Spatial perspective taking in children : the effect of oblique orientation.
Résumé
This developmental study explores the effect of oblique orientation on spatial perspective taking (SPT) in children between 5 and 9 years old. SPT is the ability to represent how an object or array of objects looks from another viewpoint (Vander Heyden and al., 2017) and has been studied in developmental psychology since Piaget’s Three Mountains task (Piaget and Inhelder, 1956). Most studies have assessed SPT by asking children to look at a model layout of objects (one to four objects) and to judge, how an observer (a doll or a toy photographer) would see this layout from different angles (0 °, 90 °, 180 °, 270). The children have to choose the correct view from a set of photographs. These canonical orientations make it possible for the children to code the existing spatial relations between the scene and the observer in front-back and left-right relationships.
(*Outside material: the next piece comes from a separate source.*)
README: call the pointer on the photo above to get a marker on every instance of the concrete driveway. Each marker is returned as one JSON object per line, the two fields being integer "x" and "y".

The focus of the current study is to assess the effect of other orientations such as oblique (45, 135, 225°) in spatial reasoning. Indeed, the processing of stimuli whose orientation is horizontal or vertical is better than stimuli whose orientation is oblique (Gentaz & Hatwell, 1995 ; Gentaz & Streri 2004). Few studies concerning the development of SPT in children have explored this oblique effect.
Using a playful (Animals and guardians of zoo have taken pictures) and increasingly complex learning situation (3 Spatial orientations, 16 animals, an internal and external point of view of the zoo) we examine the integration of different spatial orientations (front-to-back, left-right, oblique) during spatial reasoning in children aged 5 to 9 years.
The results show a low number of errors and stable performance of children aged 7 to 9, regardless of the spatial orientation studied. In contrast, children aged 5 and 6 make more errors in judgment, especially for oblique orientation compared to other orientations (Anova chi2 (2, N = 95) = 13,5, p < 0.001). These results suggest a different sensitivity, depending on the age of the participants, to the characteristics of the tasks assessing spatial perspectives taking.